50話 消えたもの
アメリカ軍司令部最高会議が行われていた頃、この俺、カイは目を覚ました。
俺が目覚めると、そこはベッドの上で、俺と同期ぐらいの女が二人と、金髪な男が俺の看護をしていた。
どうやらここはどこかの寮らしい。
「起きたカイ?ここは私が所属する特殊部隊0班の寮よ」
俺と同期ぐらいの女はそう俺に言った。
なんだ?この女は誰なんだ?
なんで俺の名前を知っている?そもそもなんで俺はここで寝ていたんだ?
「……すみません、あなた方は何者ですか?」
「何言ってんの?私は春香よ、天野春香。わかるでしょ?」
「……誰ですか?」
俺はそう答えた。本当にわからない。この女は誰なんだ?俺の返答に対して涙目でこっちを見てくるので、俺は少し罪悪感を感じた。
「俺の名はアーテム。お前は自分のことを説明できるか?」
金髪の男が俺にそう聞いて来た。そんなこと、説明できるに決まってるだろ。そう思ったのだが、よく考えてみれば俺は一体何者なのか、わからなかった。
高校生になった時までは覚えている。確かどこかに行こうとヘリコプターに乗って、途中で嵐が来てヘリコプターから俺は落ちた。
そこまでは覚えている。
だが、何かが思い出せない。重要な何かが。
するとアーテムという名の男は俺の姿を見て言う。
「記憶喪失か。天野のことも覚えてないとなると、エイリアンの情報も覚えてそうにないな」
今なんて言った?エイリアンって言ったのか?エイリアンって、宇宙人のことじゃないか?宇宙人の情報?そんなこと記憶を失ってなくても知らないに決まってるだろ。

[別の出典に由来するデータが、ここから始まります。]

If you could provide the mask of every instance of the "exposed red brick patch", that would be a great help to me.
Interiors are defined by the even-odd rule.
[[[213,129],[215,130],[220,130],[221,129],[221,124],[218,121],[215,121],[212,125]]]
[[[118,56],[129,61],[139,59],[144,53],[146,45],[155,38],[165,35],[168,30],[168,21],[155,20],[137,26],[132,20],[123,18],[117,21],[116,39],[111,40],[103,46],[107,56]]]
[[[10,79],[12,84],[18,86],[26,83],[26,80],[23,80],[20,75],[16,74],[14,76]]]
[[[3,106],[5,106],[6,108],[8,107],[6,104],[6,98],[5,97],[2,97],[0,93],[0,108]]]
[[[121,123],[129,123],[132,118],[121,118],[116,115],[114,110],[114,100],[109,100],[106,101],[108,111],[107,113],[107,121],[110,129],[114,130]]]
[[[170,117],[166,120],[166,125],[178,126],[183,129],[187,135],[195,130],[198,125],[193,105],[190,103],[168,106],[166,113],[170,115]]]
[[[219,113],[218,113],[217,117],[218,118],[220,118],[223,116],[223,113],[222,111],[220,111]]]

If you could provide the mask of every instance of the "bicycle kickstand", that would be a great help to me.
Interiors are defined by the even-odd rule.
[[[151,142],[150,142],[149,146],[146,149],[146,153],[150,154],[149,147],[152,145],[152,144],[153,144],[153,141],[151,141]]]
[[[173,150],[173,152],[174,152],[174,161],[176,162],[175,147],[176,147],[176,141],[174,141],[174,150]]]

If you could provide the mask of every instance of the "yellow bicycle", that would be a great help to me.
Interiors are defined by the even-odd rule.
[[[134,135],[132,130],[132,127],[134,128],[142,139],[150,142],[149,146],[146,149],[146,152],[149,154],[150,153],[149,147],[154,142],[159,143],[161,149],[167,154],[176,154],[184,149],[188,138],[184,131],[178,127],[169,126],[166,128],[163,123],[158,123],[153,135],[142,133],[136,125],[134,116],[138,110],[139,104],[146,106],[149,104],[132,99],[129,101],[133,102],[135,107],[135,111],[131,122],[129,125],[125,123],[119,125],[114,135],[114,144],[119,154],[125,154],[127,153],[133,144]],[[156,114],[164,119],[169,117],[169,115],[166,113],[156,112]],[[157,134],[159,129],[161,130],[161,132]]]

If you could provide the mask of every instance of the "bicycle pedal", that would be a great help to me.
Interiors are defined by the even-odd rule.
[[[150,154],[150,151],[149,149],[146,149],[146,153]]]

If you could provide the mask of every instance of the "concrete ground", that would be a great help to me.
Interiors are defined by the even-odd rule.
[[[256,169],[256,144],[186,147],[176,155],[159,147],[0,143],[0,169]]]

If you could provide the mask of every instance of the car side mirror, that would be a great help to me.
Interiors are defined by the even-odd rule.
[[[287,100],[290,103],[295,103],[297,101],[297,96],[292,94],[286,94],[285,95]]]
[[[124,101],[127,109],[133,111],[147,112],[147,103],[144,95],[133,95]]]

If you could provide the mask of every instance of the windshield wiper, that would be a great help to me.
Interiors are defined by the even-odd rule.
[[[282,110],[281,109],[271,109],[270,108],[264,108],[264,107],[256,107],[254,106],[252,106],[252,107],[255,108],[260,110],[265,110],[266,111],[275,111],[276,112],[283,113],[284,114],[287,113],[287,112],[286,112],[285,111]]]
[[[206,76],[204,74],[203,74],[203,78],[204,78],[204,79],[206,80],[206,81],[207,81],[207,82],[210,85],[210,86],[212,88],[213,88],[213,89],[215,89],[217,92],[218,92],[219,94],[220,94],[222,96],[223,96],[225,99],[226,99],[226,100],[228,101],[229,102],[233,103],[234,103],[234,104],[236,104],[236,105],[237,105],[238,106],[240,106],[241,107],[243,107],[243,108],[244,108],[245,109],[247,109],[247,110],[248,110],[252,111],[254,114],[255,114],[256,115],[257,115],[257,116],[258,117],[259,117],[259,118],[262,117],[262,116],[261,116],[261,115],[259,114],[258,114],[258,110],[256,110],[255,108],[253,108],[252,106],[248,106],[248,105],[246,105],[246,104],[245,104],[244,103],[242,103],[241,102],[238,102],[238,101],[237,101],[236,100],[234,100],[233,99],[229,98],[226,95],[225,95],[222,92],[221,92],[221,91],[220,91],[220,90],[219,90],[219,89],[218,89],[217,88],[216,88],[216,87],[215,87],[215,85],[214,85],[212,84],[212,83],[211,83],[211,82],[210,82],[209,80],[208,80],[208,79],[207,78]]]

すると、春香という名の女が泣きながら俺に話しかけて来た。
「ほんとに…何も覚えてないの……?」
「す、すみません」
どうやら俺は記憶を失ったため、なにも覚えていないが、この春香という名の女は俺の幼馴染だったらしい。
そのころ、アメリカ軍最高会議では、第二の話題が出されていた。
「そもそもエイリアンとは何なのか」
「宇宙人……なのでは?」
「誰しもがそう言うが、私はひょっとすればそれは違うのかも知れないと思えて来た。もしも彼らが宇宙からやってきた存在だとしたら、こんなにも人間と外見が似てるものだろうか……」
「今、エイリアンについてわかっていることは、目がつり上がっていること、そして奇妙な光を発光しているということです。まだわからないことは多々ありますが」
「それに、彼らには階級があった。エイリアンの上に知能が高いアルファエイリアン・戦闘能力が高いベーターエイリアン・能力を持つガンマエイリアン」
「そのことなのですが、今回の作戦で一つわかったことがあります」
ヴァン兵長はそう言うと、キシリム大将は言う。
「話せ」
「奴らエイリアンはそもそもは人間ではないかということです」
「奴らが人間⁉どういうことだ⁉」
「少なくともガンマエイリアンとは、捕獲した人間に何らかの改造を施してできた存在です。それに奴らの武器の形態、レーザー銃、ビームソードなどは人類が昔から使用していた剣、銃と武器の形は一緒なのです」
「そう考えてみればそうだな。だとしたら、エイリアンの武器を使える戦闘特殊部隊0班もエイリアンという確率があるということか?」
「無いとは言い切れません。ですが、我々だけ武器を使えたり、エイリアンの話を理解できるのは、奴らと我々0班は‘‘同じ人種’’ということになるのかも知れません」
「だが、君たち戦闘特殊部隊0班には垂れ目な兵士もいたはずだ。それに発光もしていない。考え過ぎではないのかね?」
「これはあくまでも推論です。が、可能性は高い。もしも奴らエイリアンは純血な種族なのだとして、我々0班はその種族と一般人の混血なのだとすれば、我々の目がつり上がっていなかったり、発光していないなどの理由が生まれます」
「まだ、判断するのは難しいな。謎は深まるばかり……」
キシリム大将がそうため息をついたとき、ヴァン兵長は答えた。
「いいえ、判断できます。今回の奪還作戦で、我々は9体のエイリアンの死体を獲得することができました。その9体のDNAと我々0班のDNAを鑑定し、見比べてもらいたい」
「そこで共通するDNAが見つかれば、君たち0班とエイリアンに一つの繋がりがあるということかね」
「仰るとおりです」
人類は新たな可能性を手に入れたのであった。